Critical Digital Curation (2010–) interrogated the apparent neutrality of metadata, databases, and digitization priorities. It asked: who decides what gets digitized? Whose categories structure the metadata? How do algorithms shape discovery? This framework drew on science and technology studies and critical information studies to reveal how digital curation systems can reproduce racial, gender, and class hierarchies. For example, the under-digitization of non-Western art or the use of colonial classification schemes in museum databases became objects of critique. Critical Digital Curation did not reject the preservation infrastructure of Digital Curating; instead, it insisted that technical decisions are always political. It coexists with Digital Museology by challenging its assumption that access alone is liberating.
Decolonial Curating (2010–) converged with Critical Digital Curation on the critique of power but focused specifically on colonial legacies. It argued that digitization can replicate colonial dynamics when Western institutions hold digital surrogates of objects taken from colonized communities, controlling access and interpretation. Frameworks like the return of digital heritage to source communities and the insistence on Indigenous data sovereignty became central. Decolonial Curating overlaps with Participatory Curating in its emphasis on community agency, but it goes further by demanding structural changes in ownership and governance. It also challenges Digital Exhibition's aesthetic focus by asking: whose aesthetics are being displayed, and on whose terms? The two 2010 frameworks share a critical stance but diverge in scope—Critical Digital Curation targets infrastructural bias broadly, while Decolonial Curating zeroes in on colonial power and sovereignty.

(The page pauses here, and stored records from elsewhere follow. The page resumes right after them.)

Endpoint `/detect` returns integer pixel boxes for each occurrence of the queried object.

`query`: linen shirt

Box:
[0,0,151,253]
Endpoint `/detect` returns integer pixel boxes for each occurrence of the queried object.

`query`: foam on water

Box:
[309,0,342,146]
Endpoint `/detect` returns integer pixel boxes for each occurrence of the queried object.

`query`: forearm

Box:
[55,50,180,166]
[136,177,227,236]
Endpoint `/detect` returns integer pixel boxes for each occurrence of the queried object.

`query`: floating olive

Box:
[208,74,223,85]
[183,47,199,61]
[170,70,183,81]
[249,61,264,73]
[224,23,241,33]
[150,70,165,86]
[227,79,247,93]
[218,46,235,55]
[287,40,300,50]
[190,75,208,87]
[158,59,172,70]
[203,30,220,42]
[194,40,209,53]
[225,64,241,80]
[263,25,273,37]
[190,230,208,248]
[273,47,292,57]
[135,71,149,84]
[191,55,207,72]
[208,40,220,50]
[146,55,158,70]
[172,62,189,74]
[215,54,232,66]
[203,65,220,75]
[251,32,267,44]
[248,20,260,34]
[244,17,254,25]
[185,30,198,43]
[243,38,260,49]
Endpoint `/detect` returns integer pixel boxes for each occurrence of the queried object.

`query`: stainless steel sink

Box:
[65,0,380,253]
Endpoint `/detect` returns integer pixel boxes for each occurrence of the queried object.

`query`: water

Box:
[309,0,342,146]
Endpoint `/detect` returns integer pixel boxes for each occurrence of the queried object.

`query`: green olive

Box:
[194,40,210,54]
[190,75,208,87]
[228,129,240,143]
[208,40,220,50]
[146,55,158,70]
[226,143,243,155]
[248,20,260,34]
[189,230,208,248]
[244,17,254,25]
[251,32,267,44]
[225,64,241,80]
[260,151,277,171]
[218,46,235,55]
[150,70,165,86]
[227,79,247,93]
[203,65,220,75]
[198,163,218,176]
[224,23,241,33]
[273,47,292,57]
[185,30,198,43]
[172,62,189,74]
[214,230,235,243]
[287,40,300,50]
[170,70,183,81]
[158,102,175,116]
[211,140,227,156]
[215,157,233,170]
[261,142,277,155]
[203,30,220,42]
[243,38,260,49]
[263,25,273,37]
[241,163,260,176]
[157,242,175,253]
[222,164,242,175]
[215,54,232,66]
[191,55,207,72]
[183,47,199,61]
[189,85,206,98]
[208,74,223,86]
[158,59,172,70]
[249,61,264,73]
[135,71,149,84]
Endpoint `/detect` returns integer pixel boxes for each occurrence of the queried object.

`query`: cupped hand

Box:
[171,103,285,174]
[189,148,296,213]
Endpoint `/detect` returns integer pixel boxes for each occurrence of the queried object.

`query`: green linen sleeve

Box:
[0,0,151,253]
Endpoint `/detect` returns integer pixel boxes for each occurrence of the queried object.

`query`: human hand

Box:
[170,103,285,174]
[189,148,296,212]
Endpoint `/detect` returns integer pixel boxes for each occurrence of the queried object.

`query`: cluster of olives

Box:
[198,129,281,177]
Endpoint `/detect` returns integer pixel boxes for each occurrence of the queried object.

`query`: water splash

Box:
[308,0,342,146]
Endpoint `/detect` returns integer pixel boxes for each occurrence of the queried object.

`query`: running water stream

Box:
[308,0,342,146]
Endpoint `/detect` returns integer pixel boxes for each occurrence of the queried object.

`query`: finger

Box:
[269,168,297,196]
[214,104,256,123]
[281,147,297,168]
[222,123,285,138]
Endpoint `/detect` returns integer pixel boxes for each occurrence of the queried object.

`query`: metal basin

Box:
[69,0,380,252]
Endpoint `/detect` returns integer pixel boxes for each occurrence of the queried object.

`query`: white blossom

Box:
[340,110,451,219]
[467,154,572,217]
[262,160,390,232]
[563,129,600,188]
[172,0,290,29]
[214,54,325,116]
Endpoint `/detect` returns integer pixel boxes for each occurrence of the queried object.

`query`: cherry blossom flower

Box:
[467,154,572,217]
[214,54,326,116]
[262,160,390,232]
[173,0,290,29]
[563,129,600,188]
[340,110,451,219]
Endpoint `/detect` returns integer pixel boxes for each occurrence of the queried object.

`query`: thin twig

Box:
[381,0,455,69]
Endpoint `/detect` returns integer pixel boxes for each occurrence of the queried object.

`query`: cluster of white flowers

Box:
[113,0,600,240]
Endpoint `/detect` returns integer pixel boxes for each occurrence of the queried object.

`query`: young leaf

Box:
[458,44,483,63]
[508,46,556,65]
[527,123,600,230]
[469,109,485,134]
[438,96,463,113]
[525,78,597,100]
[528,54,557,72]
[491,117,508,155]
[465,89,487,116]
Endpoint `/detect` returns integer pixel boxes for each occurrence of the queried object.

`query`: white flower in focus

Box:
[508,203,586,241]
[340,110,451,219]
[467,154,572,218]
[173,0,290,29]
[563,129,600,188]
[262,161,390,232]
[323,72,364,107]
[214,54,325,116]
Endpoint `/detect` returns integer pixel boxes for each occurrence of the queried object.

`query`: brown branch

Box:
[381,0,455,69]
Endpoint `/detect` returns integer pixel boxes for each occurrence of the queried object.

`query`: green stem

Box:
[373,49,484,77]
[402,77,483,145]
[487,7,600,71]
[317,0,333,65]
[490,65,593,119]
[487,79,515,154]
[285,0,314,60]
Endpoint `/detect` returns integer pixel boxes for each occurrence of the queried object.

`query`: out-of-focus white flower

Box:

Today, all six frameworks remain active, but they occupy different institutional positions. Digital Curating and Digital Museology are institutionally dominant: most museums have digital preservation policies and online collections portals, and these frameworks provide the professional standards and funding models that sustain digital heritage work. Digital Exhibition thrives in large cultural institutions with dedicated digital teams, producing polished online shows that attract global audiences. Participatory Curating has become a common tactic for engagement, though often in limited forms (e.g., comment sections or voting) that stop short of genuine co-governance.
Critical Digital Curation and Decolonial Curating are critically ascendant in academic discourse and among activist practitioners, but they remain marginal in institutional budgets and workflows. They share a core agreement: digital systems are not neutral and must be redesigned with equity in mind. They disagree on emphasis—Critical Digital Curation tends to focus on metadata, algorithms, and infrastructure, while Decolonial Curating prioritizes sovereignty, repatriation, and community control. Both critique the other frameworks for insufficient attention to power, yet they also rely on the preservation infrastructure built by Digital Curating and the engagement platforms built by Digital Museology.
The central unresolved tension is between institutional capacity and structural critique. Digital Curating and Digital Museology offer scalable, fundable solutions; Critical Digital Curation and Decolonial Curating expose the limits of those solutions. Digital Exhibition and Participatory Curating offer competing visions of who should author the digital experience. Rather than a weakness, this plurality reflects the subfield's vitality: the frameworks keep each other honest, ensuring that the promise of digital access is continually interrogated by the politics of infrastructure.